Measurement of bioink rheological properties

The rheological measurements were conducted using a Bohlin-CS Rheometer with a cone-plate geometry (CP 4-40). ACG hybrid bioinks were refrigerated for 10 min before measurements at room temperature. The steady-state shear viscosities were measured with a shear rate in the range of 0.1–1000 s−1. A strain-sweep test with a strain from 0.05 to 10% and a frequency at 1 Hz was performed to determine the linear viscoelastic regions. The optimal strain was chosen to be 0.1% for the oscillation frequency test from 0.1 to 10 Hz. Step-shear measurements were performed at 0.012 s−1 and 100 s−1.
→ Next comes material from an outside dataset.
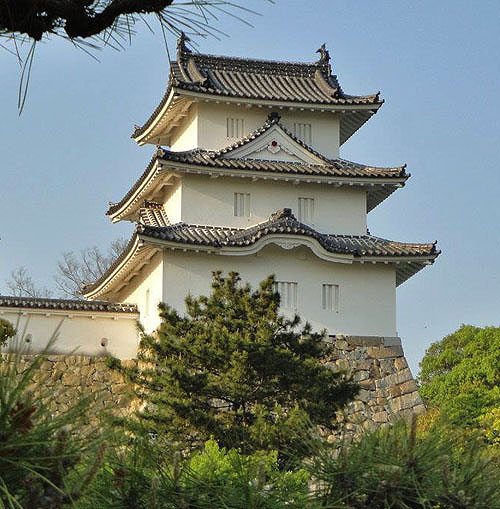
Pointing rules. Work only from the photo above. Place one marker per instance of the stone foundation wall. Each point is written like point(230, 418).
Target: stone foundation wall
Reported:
point(68, 377)
point(388, 390)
Measurement of scaffold stiffness

Cylindrical PDMS molds with a diameter of 6 mm and a height of approximately 2 mm were made. The acellular and cell-laden bioinks were added into the molds and crosslinked prior to uniaxial compression tests. The initial 10% strain region of a strain–stress curve was chosen to determine the compressive modulus of each sample. To gauge degradation over time, samples were cultured under standard cell culture conditions (see below) for 2 weeks. Compressive modulus of each sample was measured immediately after fabrication, on day 7, and on day 14.
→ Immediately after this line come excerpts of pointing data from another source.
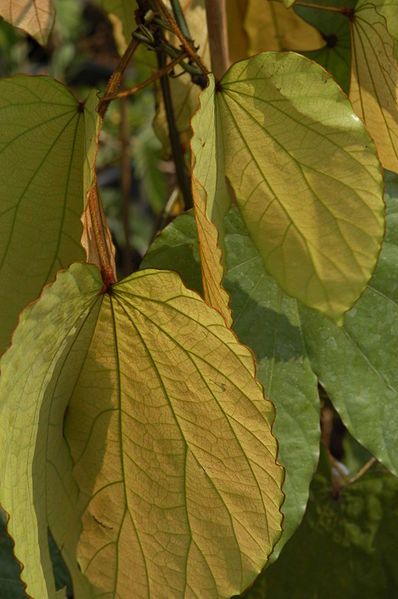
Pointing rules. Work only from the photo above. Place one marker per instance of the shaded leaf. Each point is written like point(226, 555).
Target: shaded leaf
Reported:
point(122, 15)
point(38, 373)
point(47, 147)
point(306, 177)
point(271, 26)
point(356, 363)
point(165, 418)
point(374, 79)
point(335, 53)
point(36, 17)
point(211, 198)
point(268, 322)
point(345, 547)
Cell culture and characterization

Fibroblasts (NIH/3T3) and liver hepatocellular carcinoma (hepG2) cells were cultured in DMEM supplemented with 10% FBS and 1% penicillin/streptomycin and maintained in a 5% CO2 incubator at 37 °C. For fluorescence imaging, with a Zeiss LSM 700 confocal microscope (Carl Zeiss AG, Germany), cells were stained using a LIVE/DEAD viability/cytotoxicity kit or Q-tracker following manufacturer’s instructions. The images were analyzed using ImageJ. Cell area distribution and total cell spreading areas were extracted from 6 replicates (n = 6) and are presented as mean ± standard deviation. Differences between samples were determined from the independent t-test and were considered statistically significant when p < 0.05. To evaluate HepG2 cell proliferation and viability inside a hydrogel matrix, cells were extracted by dissolving the matrix using TrypLE Express and then counted using a hemocytometer.
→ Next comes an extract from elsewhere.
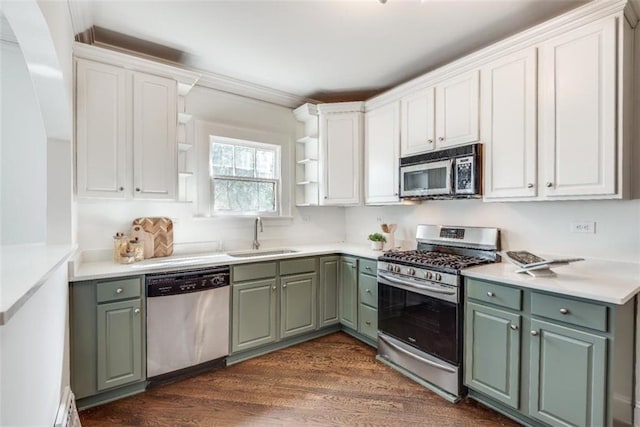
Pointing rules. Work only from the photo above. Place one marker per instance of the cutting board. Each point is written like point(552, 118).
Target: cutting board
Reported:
point(157, 236)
Measurement of albumin production

Cell-laden scaffolds were cultured in 6-well plates, with 1.2 mL phenol-red free DMEM per well. Cell medium was collected from each well on days 1, 4, 7, and 14 and stored in liquid nitrogen. The cell medium was changed every other day and 24 h before being collected for albumin production test. A Human albumin ELISA kit was used to measure albumin concentrations according to manufacturer’s instructions.